Focus 50: Trip 18, Poggione (Italy)
To mark Enotria&Coe’s 50th anniversary this year, we’re shining a light on 50 outstanding producers who have been instrumental to our company history. As part of our celebrations, members of the E&C team took a trip to Tuscany to experience the world of Focus 50 winemaker Il Poggione first hand – here, they share their highlights.
Francesco Giardino – New Business Manager
Poggione is an important producer of Brunello di Montalcino – the estate’s director, Fabrizio Bindocci, is the president of the consortium of Brunello di Montalcino, and it’s a historic winery. Alessandro, Fabrizio’s son, is also a winemaker at the estate, and he gave us a tour.
We arrived there around six in the evening, so it was already kind of an end-of-the-day vibe. We saw the new parts of the winery, with very modern treatments, then we went through the barrique rooms. We were only on the tour for an hour or so, but by the time we went outside again, the sun was already setting over the olive trees and vineyards.
We ended up having dinner at the winery. It was the end of the day, and we were just enjoying the atmosphere. The vibe there was fantastic. I didn’t want to take too many pictures – I was just soaking it all in. Of course, we had a nice tasting over dinner with old vintages of Brunello. I think my highlight was the Rosso di Montalcino 2010, which was very surprising. You’d expect that the best wine there would be a Brunello, but for me, it was this basic yet classic wine. Then they opened a couple of magnums for us, and we ended up with a nice grappa on the huge terrace overlooking all the vineyards and olive trees.
Benjamin Furst – Fine Wine Manager
Brunello is one of our biggest sellers and a wine we’re extremely proud of, and the father-and-son team at Poggione are hospitable people who love life and love what they do. They make three wines: Rosso, Brunello and Brunello Riserva. Theirs is not the most expensive Brunello in the marketplace, but it is arguably the best value for money.

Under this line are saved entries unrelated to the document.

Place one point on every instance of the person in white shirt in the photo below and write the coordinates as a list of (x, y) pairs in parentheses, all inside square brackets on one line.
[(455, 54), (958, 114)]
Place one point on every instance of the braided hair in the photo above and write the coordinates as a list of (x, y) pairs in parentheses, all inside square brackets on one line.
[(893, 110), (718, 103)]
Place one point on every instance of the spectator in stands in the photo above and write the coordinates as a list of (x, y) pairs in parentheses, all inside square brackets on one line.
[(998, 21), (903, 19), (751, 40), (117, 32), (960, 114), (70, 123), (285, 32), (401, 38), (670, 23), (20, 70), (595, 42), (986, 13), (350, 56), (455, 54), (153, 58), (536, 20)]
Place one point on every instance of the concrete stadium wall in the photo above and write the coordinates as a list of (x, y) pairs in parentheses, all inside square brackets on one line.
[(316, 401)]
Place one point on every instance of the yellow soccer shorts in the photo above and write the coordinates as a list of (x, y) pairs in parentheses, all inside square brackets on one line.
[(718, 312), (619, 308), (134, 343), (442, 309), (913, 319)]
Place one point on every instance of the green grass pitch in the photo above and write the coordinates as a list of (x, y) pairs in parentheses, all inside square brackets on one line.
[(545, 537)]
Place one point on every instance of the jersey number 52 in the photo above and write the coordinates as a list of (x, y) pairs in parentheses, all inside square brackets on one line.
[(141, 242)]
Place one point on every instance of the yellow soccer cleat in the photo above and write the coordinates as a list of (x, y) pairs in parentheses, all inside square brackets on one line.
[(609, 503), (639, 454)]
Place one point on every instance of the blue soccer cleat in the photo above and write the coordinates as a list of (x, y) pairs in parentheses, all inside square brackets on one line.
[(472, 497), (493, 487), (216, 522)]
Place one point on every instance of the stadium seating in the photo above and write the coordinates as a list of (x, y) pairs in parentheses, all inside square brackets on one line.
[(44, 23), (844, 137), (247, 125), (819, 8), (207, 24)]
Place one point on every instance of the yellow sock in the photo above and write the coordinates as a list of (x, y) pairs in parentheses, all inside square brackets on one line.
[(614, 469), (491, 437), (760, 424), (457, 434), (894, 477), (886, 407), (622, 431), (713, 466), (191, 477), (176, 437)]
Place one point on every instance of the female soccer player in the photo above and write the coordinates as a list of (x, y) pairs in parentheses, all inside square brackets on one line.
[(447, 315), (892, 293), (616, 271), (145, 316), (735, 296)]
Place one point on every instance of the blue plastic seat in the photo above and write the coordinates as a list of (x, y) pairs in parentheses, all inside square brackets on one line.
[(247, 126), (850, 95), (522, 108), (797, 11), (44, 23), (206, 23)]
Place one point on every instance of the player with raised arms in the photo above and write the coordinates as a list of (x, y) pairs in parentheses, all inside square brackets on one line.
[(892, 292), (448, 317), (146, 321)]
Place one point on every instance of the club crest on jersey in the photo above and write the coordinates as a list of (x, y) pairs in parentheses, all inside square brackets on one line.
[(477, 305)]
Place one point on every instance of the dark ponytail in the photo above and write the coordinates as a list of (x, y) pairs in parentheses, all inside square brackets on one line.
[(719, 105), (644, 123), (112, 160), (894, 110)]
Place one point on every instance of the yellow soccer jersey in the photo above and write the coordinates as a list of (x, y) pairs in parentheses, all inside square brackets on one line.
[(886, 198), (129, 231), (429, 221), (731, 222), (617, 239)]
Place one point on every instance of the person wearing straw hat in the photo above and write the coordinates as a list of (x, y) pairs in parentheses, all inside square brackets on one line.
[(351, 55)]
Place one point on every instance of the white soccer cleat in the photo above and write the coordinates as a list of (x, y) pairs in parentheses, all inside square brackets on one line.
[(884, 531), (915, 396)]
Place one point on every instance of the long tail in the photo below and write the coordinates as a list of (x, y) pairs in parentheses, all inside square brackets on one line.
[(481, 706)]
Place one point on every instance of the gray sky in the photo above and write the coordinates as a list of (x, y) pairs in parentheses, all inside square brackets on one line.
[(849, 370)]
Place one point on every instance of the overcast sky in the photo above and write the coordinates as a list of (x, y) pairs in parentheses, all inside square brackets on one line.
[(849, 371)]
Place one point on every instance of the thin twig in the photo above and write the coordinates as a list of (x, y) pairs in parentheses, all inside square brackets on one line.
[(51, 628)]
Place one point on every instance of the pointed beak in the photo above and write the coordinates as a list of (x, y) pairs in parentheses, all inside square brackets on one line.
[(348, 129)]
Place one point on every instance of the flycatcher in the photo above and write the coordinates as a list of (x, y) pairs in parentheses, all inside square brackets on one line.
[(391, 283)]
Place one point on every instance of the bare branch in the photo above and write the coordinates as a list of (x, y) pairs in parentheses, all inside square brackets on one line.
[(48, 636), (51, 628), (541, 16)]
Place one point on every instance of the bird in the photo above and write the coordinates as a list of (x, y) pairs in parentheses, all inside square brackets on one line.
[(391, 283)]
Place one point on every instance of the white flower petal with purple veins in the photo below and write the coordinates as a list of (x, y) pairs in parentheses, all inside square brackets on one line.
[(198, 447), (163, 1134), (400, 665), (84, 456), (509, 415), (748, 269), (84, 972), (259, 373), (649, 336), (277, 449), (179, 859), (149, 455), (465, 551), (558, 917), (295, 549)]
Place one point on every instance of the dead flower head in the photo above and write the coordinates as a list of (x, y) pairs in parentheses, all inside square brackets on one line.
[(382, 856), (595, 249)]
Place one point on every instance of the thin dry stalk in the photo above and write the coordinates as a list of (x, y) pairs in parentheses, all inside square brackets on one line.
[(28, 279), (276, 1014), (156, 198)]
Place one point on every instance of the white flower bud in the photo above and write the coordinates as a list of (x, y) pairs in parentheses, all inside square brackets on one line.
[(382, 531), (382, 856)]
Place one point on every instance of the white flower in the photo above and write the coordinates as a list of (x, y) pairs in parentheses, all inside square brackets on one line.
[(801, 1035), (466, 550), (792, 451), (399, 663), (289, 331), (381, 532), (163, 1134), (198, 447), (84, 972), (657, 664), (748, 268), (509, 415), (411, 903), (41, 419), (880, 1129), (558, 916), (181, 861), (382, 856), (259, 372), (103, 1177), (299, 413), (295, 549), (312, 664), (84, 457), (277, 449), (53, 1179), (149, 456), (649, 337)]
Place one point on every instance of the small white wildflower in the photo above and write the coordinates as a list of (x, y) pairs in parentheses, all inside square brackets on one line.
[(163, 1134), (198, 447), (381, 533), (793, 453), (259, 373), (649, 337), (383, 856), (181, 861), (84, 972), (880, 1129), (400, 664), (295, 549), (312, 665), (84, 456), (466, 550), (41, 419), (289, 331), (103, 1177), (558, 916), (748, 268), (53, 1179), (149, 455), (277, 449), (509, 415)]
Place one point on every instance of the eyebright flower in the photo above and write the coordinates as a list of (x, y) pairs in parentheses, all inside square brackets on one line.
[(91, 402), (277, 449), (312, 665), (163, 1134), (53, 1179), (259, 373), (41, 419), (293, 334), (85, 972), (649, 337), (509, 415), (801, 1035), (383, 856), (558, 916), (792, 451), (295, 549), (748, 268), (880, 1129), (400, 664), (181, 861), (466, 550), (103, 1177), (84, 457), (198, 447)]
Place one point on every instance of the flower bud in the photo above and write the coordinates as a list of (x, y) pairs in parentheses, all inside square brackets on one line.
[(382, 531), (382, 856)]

The estate itself was lovely – not grand, but not totally humble. It’s a reflection of them. Poggione has also built a new winery, which was amazing to see. They’ve kept a lot of the heritage and a lot of the history from the past in terms of decor and furnishings, so it’s a mixture of old and new.
Seeing it all was brilliant, but after a week of travel, I was flagging. After 10 minutes of sitting down to dinner, I was going to have to go to bed. I usually hate grappa, but they brought theirs out, and it was amazing. Two or three glasses later I was very perky, and it settled my stomach. It was like drinking a Red Bull. And the view from the terrace was to die for, with that vista over the valley. That was a lovely evening.
Simon Higgins – Credit Controller
At Poggione, the first thing I noticed was the age of the estate. They showed us around the castello, which sits at the top of a hill. It had some historical museum-quality exhibits, and it was really interesting to see how deeply rooted the business is in this area.
My favourite part of the visit was the dinner. We had about eight or nine courses of small plates. I’m a small eater, so I had to get up halfway through. I walked out onto the terrace just as the sun was going down. It was strange – we all went out there for a break from the food, and we all felt this kind of epiphany, a euphoric moment. It was just a perfect moment of good food, good wine, good company and beautiful countryside.
I don’t drink red wine, but I was stunned by the scenery here. After the tastings, we went to a village on the hill in Montalcino. We climbed that blasted hill – it was steep and I was knackered at the top, and Ben and I got lost on the way down again – but taking in the scenery gave such a feel of the region and what Tuscany is all about.